Colombian media personality

Sonia Velásquez (born as Sonia Margarita Velásquez Mendoza, on 13 March 1977 in Montería, Colombia) is a journalist, presenter, and audiovisual producer.

== Early life ==
Velásquez grew up in Montería, Córdoba.

At 17 years old went to the University of the Savannah in Bogotá to pursue a career of Social Communication and Journalism. While she studied she ventured in the modeling world for some years. Before graduating she presented for the channel Caracol Television, the program of trips, Recorridos, issued also in Caracol International. After this program she moved to Miami, Florida, where she continued her course in television. She presented the reports show Pasos Audaces, of NBC Telemundo with broadcast in United States.

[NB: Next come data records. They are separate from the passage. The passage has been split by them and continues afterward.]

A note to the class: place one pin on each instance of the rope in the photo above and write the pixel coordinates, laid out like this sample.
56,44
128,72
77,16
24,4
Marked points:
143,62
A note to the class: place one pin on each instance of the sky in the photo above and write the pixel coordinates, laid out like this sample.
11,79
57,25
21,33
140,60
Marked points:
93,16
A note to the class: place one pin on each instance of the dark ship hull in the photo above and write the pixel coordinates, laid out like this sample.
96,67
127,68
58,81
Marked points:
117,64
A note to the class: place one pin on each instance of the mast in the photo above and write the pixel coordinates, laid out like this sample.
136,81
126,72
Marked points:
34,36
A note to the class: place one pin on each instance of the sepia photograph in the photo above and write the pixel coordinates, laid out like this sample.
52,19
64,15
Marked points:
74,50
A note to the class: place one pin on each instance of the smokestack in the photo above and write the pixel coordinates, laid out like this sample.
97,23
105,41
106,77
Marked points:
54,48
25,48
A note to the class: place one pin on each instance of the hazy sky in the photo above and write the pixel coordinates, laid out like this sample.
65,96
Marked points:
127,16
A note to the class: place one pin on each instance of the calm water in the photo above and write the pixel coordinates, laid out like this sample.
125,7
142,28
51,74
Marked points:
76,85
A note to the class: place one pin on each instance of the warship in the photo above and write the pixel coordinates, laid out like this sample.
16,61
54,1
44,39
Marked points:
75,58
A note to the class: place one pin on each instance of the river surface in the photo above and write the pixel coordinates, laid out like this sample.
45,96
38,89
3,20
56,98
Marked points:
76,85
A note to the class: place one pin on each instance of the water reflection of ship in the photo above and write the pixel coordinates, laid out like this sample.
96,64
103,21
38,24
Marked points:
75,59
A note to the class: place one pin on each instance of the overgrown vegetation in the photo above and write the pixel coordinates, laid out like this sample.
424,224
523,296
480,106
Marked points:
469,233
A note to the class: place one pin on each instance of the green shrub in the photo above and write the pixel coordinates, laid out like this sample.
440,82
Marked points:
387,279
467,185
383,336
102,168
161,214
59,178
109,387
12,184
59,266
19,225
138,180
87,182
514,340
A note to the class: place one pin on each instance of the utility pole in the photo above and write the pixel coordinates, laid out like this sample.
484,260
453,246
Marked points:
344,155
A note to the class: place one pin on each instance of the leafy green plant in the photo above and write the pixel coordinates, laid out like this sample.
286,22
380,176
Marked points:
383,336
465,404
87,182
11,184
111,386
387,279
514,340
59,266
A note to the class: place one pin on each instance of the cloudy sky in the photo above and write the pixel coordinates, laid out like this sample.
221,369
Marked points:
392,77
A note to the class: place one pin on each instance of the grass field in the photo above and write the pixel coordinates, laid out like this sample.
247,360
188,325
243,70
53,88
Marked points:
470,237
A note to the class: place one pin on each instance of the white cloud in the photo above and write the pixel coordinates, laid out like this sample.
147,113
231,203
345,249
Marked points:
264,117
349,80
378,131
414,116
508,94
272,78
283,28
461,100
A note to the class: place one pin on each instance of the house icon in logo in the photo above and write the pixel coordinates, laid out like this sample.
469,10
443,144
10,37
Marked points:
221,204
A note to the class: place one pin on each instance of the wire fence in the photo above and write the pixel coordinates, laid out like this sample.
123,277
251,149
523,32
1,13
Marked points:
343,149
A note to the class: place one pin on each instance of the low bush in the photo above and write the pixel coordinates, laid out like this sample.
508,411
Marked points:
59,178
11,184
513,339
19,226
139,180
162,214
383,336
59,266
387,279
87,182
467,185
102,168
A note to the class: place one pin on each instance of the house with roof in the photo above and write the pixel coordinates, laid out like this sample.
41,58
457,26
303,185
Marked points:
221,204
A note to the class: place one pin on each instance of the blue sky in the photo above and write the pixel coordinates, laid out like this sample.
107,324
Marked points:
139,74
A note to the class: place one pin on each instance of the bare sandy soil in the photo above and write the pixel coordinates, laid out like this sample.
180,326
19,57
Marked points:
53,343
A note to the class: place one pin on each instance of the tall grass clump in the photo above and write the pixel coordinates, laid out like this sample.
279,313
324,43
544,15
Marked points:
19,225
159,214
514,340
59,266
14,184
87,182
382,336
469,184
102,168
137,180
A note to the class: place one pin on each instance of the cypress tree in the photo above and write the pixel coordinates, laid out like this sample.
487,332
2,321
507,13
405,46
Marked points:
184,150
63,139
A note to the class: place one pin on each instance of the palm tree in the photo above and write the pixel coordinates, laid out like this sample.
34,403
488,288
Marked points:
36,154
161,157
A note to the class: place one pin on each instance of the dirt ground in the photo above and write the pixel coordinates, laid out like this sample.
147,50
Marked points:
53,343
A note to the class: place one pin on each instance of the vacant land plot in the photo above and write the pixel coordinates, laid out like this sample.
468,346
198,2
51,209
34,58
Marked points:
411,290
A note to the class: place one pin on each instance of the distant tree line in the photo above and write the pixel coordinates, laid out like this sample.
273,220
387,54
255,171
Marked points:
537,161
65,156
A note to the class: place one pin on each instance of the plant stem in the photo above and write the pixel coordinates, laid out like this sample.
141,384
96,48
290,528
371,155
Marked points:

Afterwards she produced and presented Fashion Art Show of FTV Latin America and conducted Uniendo Mundos of Caracol Radio, interviewing Latin American social entrepreneurs.

== Career ==
Later she moved to Argentina, where she initiated her history in one of her insignia works, presenting Extreme Makeover: Home Edition Latin America, being the only host that remained the three seasons, reconstructing houses in Mexico, Chile and Argentina.

At the same time, she continued with her humanitarian mission in ICW Global (international community of women living with HIV/@Sida) and as the image of the campaign "Lágrimas de Sangre" (Tears of Blood) of the foundation More Peace Less Sida.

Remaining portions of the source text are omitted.